Note: As I said in the other question thread, this is probably not the most efficient nor the most simple way to do it, this is just what's come into mind, and some part of the maths could maybe help.

I didn't verified with a concrete OBB example (I did with an AABB) but it should works too.


A simple way is to resolve the collision, then translate the moving object's collision box by one pixel in each direction in turn and see which ones result in collision.

If you want to do it "properly" and with rotated collision shapes or arbitrary polygons, I suggest reading up on the Separating Axis Theorem. Metanet software (the folks who made the N game) for instance have an awesome dev article on SAT. They also discuss the physics involved.


One way would be to rotate the world around your rectangle. "The world" in this case is only the objects you care about: the rectangle, and the ball. You rotate the rectangle around its center until its bounds are aligned with the x-/y-axes, then you rotate the ball by the same amount.

The important point here is that you rotate the ball around the rectangle's center, not its own.

Then you can easily test for collision just like you would with any other non-rotated rectangle.

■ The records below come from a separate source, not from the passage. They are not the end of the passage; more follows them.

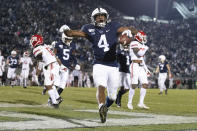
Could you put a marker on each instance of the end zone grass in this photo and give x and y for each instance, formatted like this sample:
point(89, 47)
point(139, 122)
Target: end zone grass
point(177, 102)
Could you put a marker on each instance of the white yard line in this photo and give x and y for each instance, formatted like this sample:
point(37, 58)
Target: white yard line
point(45, 122)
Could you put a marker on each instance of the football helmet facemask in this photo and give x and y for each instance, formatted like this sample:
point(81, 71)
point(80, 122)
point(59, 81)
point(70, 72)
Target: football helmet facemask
point(66, 40)
point(141, 37)
point(26, 54)
point(36, 40)
point(95, 13)
point(162, 58)
point(13, 53)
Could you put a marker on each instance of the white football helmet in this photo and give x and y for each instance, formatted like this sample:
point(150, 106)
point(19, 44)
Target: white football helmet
point(13, 53)
point(77, 67)
point(66, 40)
point(63, 28)
point(96, 12)
point(26, 54)
point(53, 44)
point(162, 58)
point(141, 37)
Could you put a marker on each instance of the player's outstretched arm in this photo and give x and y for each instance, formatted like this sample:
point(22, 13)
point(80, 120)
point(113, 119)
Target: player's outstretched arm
point(75, 33)
point(169, 71)
point(132, 29)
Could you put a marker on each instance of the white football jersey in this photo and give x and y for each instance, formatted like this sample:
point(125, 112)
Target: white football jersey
point(136, 44)
point(26, 61)
point(47, 54)
point(1, 60)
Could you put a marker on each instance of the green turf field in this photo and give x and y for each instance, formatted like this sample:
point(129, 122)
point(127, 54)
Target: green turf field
point(31, 101)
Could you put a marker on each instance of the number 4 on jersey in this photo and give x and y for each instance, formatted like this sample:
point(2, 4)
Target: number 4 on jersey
point(103, 43)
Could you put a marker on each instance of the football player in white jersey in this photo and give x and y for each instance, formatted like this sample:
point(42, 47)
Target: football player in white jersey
point(2, 67)
point(51, 67)
point(26, 61)
point(138, 68)
point(64, 50)
point(163, 69)
point(13, 62)
point(103, 35)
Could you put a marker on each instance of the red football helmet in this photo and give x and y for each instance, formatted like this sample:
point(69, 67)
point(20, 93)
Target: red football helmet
point(141, 37)
point(36, 40)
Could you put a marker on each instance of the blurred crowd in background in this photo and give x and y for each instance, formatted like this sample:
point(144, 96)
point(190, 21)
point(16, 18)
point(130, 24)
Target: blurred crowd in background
point(20, 19)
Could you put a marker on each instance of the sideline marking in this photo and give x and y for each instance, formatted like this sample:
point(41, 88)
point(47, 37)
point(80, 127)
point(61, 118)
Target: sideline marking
point(45, 122)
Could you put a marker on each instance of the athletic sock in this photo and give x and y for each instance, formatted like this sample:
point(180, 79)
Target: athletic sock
point(109, 102)
point(52, 96)
point(60, 90)
point(131, 94)
point(142, 95)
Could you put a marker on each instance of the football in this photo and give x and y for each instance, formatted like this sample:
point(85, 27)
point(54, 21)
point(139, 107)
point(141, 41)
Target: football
point(124, 39)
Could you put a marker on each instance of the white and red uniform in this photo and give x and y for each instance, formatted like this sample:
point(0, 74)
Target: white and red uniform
point(138, 67)
point(51, 66)
point(2, 65)
point(26, 62)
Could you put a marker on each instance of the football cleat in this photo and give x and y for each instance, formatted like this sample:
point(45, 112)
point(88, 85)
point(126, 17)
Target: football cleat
point(103, 113)
point(130, 106)
point(44, 91)
point(118, 103)
point(166, 91)
point(143, 106)
point(59, 100)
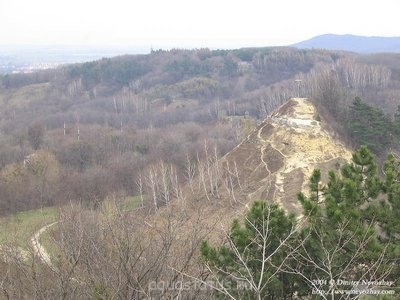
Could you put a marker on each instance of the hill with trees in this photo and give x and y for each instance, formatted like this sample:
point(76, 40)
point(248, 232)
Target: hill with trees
point(193, 137)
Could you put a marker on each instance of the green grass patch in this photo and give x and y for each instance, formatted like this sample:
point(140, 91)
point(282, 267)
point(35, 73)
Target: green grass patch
point(20, 227)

Another option is to treat the rectangle as four distinct line-segments, and test for collision with each of them separately. This allows you to test for collision and figure out which side was collided at the same time.


I used fixed angles in my calculations, but this should help you some

void Bullet::Ricochet(C_Rect *r)
    C_Line Line;
    //the next two lines are because I detected 
    // a collision in my main loop so I need to take a step back.

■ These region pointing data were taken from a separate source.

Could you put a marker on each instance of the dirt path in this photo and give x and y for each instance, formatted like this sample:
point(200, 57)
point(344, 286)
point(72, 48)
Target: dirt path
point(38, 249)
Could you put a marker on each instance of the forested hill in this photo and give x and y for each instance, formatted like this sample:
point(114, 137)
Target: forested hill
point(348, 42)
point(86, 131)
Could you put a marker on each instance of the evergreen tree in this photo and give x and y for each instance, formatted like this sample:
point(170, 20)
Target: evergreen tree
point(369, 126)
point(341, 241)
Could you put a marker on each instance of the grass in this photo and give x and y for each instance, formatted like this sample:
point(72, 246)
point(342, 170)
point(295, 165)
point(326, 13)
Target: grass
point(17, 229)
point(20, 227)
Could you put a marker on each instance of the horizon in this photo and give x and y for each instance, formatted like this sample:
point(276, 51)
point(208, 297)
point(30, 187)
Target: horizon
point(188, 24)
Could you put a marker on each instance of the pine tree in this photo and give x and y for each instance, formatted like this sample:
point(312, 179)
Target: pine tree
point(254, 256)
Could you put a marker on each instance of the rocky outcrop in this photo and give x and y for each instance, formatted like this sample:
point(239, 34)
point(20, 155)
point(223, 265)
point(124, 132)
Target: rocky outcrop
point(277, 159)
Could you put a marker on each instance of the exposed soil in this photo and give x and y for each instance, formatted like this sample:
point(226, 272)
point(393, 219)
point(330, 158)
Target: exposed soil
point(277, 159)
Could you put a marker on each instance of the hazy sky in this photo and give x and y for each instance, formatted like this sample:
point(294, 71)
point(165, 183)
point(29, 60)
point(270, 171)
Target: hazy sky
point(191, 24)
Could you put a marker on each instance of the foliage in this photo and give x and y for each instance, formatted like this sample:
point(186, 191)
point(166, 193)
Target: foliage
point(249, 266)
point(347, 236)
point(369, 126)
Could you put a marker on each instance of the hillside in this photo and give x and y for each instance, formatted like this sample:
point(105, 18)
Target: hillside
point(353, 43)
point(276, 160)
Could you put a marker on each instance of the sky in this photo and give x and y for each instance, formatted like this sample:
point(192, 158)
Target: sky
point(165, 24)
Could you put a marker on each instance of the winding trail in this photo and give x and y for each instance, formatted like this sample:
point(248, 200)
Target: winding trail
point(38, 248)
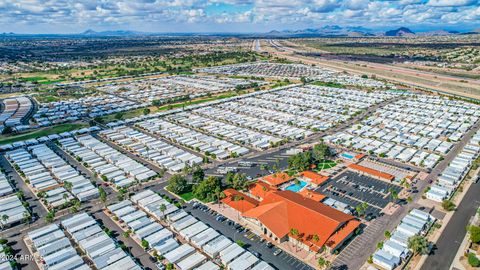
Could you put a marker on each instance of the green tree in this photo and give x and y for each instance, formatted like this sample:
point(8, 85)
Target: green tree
point(163, 208)
point(448, 205)
point(145, 244)
point(68, 185)
point(239, 181)
point(473, 260)
point(474, 233)
point(103, 195)
point(205, 190)
point(178, 184)
point(4, 220)
point(418, 244)
point(322, 263)
point(50, 216)
point(119, 115)
point(320, 152)
point(198, 174)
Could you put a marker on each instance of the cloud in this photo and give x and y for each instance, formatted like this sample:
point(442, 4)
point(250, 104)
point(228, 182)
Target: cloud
point(451, 3)
point(184, 15)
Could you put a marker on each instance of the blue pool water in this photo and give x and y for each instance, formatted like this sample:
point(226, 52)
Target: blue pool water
point(296, 187)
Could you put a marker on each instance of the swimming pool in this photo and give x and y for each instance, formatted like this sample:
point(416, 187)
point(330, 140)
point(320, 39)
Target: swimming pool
point(296, 187)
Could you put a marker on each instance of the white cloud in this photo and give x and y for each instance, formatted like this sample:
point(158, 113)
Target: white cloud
point(451, 3)
point(269, 13)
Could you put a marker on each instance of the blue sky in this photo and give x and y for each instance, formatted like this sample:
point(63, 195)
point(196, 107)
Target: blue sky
point(67, 16)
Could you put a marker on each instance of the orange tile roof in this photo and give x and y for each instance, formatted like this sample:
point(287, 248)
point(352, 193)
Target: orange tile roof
point(282, 211)
point(371, 171)
point(260, 189)
point(315, 178)
point(359, 156)
point(277, 179)
point(238, 200)
point(310, 194)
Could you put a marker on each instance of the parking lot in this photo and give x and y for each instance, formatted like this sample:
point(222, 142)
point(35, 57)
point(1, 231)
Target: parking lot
point(253, 242)
point(353, 189)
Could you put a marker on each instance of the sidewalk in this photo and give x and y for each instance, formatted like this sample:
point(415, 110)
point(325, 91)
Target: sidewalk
point(446, 219)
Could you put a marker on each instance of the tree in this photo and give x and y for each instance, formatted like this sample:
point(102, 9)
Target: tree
point(239, 181)
point(320, 152)
point(102, 194)
point(323, 263)
point(418, 244)
point(474, 233)
point(163, 208)
point(229, 178)
point(68, 185)
point(119, 115)
point(205, 190)
point(178, 184)
point(27, 217)
point(198, 174)
point(448, 205)
point(7, 130)
point(300, 161)
point(145, 244)
point(98, 119)
point(218, 194)
point(473, 260)
point(50, 216)
point(4, 219)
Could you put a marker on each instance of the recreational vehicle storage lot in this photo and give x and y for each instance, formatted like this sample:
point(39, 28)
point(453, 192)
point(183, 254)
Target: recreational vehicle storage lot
point(275, 131)
point(353, 189)
point(75, 109)
point(175, 87)
point(418, 130)
point(292, 71)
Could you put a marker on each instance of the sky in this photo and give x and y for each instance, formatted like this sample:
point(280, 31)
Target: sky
point(253, 16)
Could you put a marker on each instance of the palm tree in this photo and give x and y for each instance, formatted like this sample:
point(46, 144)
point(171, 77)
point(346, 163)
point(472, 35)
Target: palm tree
point(4, 220)
point(26, 217)
point(294, 232)
point(237, 198)
point(163, 208)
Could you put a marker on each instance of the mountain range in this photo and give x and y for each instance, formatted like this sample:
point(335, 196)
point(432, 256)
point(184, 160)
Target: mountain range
point(324, 31)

    x = x + ceil(speed * ((double)fcos(itofix(angle)) / 65536));
    y = y + ceil(speed * ((double)fsin(itofix(angle)) / 65536));
    C_Point Prev(x,y);

    //the following checks our position to all the lines will give us
    // an answer which line we will hit due to no lines
    // with angles > 90 lines of a rect always shield the other lines.

    Line = r->Get_Closest_Line(Prev);    
    int langle = 0;
    if(!Line.Is_Horizontal())   //we need to rotate the line to a horizontal position
        langle = Line.Get_Point1().Find_Fixed_Angle(Line.Get_Point2());
        angle = angle - langle;  //to give us the new angle of approach
    //at this point the line is horizontal and the bullet is ready to be fixed.